越路吹雪さんが歌った「愛の讃歌」や加山雄三さんの「君といつまでも」など数多くのヒット曲を手掛けた作詞家で文化功労者の岩谷時子(いわたに・ときこ=本名トキ子)さんが25日午後、肺炎のため東京都内の病院で死去した。97歳。ソウル生まれ。葬儀・告別式は近親者のみで行い、後日お別れの会を開く予定。

 1939年に宝塚歌劇団出版部に入り、51年に越路さんとともに東宝文芸部に移籍。マネジャー兼作詞家として越路さんとコンビを組み、「愛の讃歌」「ラストダンスは私に」「サン・トワ・マミー」など海外のヒット曲を訳詞した。

 ザ・ピーナッツが歌った「ふりむかないで」「ウナ・セラ・ディ東京」や、佐良直美さんの「いいじゃないの幸せならば」、ピンキーとキラーズ「恋の季節」、郷ひろみさん「男の子女の子」など数多くの作詞を手掛けた。

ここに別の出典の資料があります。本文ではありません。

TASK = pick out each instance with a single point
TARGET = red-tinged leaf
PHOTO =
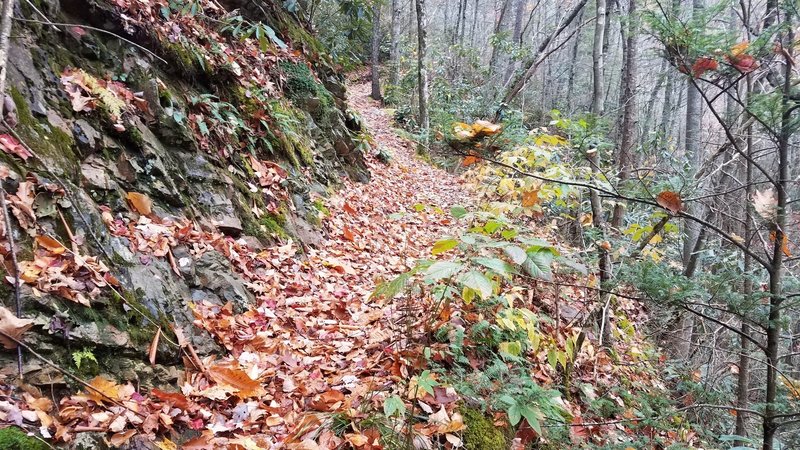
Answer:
(12, 326)
(154, 347)
(670, 201)
(120, 439)
(469, 160)
(702, 65)
(11, 145)
(238, 379)
(140, 203)
(174, 398)
(744, 63)
(530, 198)
(50, 244)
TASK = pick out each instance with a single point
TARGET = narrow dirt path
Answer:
(318, 340)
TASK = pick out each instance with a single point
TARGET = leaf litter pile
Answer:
(321, 356)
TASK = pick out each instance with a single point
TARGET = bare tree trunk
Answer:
(422, 71)
(513, 87)
(574, 59)
(376, 51)
(5, 33)
(598, 108)
(743, 377)
(628, 100)
(517, 38)
(497, 29)
(770, 426)
(394, 51)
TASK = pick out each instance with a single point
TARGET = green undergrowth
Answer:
(13, 438)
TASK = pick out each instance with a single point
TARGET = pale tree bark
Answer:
(530, 65)
(422, 71)
(376, 50)
(628, 100)
(516, 36)
(498, 27)
(743, 377)
(682, 344)
(394, 48)
(5, 33)
(593, 155)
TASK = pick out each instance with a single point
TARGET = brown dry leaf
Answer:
(13, 326)
(238, 379)
(530, 198)
(766, 204)
(119, 439)
(670, 201)
(50, 244)
(348, 234)
(469, 160)
(141, 203)
(103, 390)
(166, 444)
(10, 145)
(349, 209)
(154, 347)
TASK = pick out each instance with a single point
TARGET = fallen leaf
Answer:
(12, 326)
(140, 203)
(11, 145)
(670, 201)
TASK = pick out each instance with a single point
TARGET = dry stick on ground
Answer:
(15, 266)
(5, 33)
(69, 374)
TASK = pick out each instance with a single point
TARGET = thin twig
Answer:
(15, 266)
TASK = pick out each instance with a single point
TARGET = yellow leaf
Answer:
(50, 244)
(530, 198)
(238, 379)
(103, 390)
(140, 202)
(12, 326)
(670, 201)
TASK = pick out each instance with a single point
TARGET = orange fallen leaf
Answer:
(238, 379)
(469, 160)
(140, 202)
(12, 326)
(103, 390)
(530, 198)
(50, 244)
(670, 201)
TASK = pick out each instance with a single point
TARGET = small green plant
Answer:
(83, 355)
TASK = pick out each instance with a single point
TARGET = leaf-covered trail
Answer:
(318, 342)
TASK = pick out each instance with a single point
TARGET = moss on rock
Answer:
(13, 438)
(481, 432)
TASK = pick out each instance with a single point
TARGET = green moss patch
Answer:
(13, 438)
(481, 432)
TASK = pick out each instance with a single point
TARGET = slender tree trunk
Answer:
(394, 51)
(422, 71)
(573, 67)
(770, 426)
(743, 377)
(495, 47)
(628, 100)
(5, 33)
(376, 51)
(517, 38)
(593, 155)
(530, 65)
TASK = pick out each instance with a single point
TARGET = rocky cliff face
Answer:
(143, 159)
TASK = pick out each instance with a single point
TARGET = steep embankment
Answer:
(152, 202)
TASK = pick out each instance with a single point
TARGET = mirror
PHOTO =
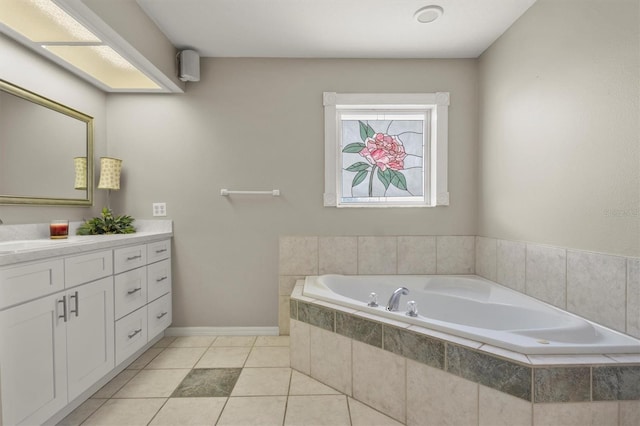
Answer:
(39, 140)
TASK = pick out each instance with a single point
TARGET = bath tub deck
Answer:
(420, 375)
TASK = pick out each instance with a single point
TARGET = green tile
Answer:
(316, 316)
(415, 346)
(495, 373)
(562, 384)
(208, 382)
(359, 329)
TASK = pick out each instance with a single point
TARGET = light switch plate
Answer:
(159, 209)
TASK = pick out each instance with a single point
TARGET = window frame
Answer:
(436, 185)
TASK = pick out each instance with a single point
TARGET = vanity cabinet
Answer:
(33, 360)
(65, 323)
(54, 348)
(143, 274)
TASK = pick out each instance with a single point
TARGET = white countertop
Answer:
(146, 231)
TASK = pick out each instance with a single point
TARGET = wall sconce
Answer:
(109, 175)
(80, 165)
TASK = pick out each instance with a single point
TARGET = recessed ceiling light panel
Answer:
(428, 14)
(43, 21)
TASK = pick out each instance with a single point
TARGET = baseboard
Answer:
(222, 331)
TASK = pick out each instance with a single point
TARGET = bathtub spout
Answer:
(394, 300)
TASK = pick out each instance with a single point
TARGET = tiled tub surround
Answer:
(600, 287)
(423, 377)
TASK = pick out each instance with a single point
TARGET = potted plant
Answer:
(107, 223)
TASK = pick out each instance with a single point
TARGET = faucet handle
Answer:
(373, 300)
(412, 308)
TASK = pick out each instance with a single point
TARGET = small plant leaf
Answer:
(385, 177)
(107, 224)
(354, 148)
(359, 166)
(366, 131)
(357, 180)
(398, 180)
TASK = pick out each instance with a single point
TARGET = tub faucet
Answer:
(394, 300)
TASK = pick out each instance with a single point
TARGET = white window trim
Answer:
(438, 103)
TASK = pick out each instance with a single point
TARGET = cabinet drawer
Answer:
(87, 267)
(158, 251)
(158, 279)
(131, 334)
(159, 315)
(130, 291)
(127, 258)
(29, 281)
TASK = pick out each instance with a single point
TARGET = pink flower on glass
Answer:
(384, 151)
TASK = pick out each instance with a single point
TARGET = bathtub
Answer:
(472, 307)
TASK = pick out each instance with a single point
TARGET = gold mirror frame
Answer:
(62, 109)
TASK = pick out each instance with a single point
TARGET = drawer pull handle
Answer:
(134, 332)
(64, 308)
(74, 296)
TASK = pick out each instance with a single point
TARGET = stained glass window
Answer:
(386, 150)
(383, 157)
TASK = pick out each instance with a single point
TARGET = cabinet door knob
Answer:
(134, 332)
(64, 308)
(77, 303)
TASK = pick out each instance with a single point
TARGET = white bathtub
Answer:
(475, 308)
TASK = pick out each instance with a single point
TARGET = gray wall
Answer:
(559, 152)
(258, 124)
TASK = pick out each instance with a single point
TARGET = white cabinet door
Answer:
(32, 356)
(90, 344)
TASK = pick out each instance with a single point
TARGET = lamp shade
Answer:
(110, 173)
(80, 165)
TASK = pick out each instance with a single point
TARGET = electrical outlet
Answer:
(159, 209)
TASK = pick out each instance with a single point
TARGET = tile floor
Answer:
(220, 380)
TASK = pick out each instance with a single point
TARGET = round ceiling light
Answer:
(428, 14)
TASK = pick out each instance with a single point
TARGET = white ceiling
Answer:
(333, 28)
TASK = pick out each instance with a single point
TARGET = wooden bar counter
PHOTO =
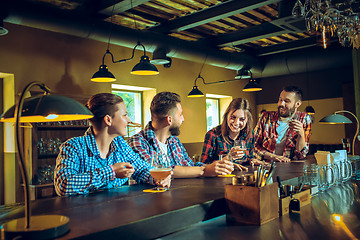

 ミュージカルにも造詣が深く、「王様と私」を日本にいち早く紹介。「南太平洋」「ジーザス・クライスト=スーパースター」「レ・ミゼラブル」「ミス・サイゴン」の訳詞を担当した。

 詞は、歌謡曲の主流だった七五調から脱して、会話を思わせるような新鮮な言語感覚が特徴。その後の流行歌にも大きな影響を与えた。

 79年に菊田一夫演劇賞特別賞、93年に勲四等瑞宝章。2009年に文化功労者に選ばれた。岩谷時子音楽文化振興財団を設立し、岩谷時子賞が創設された。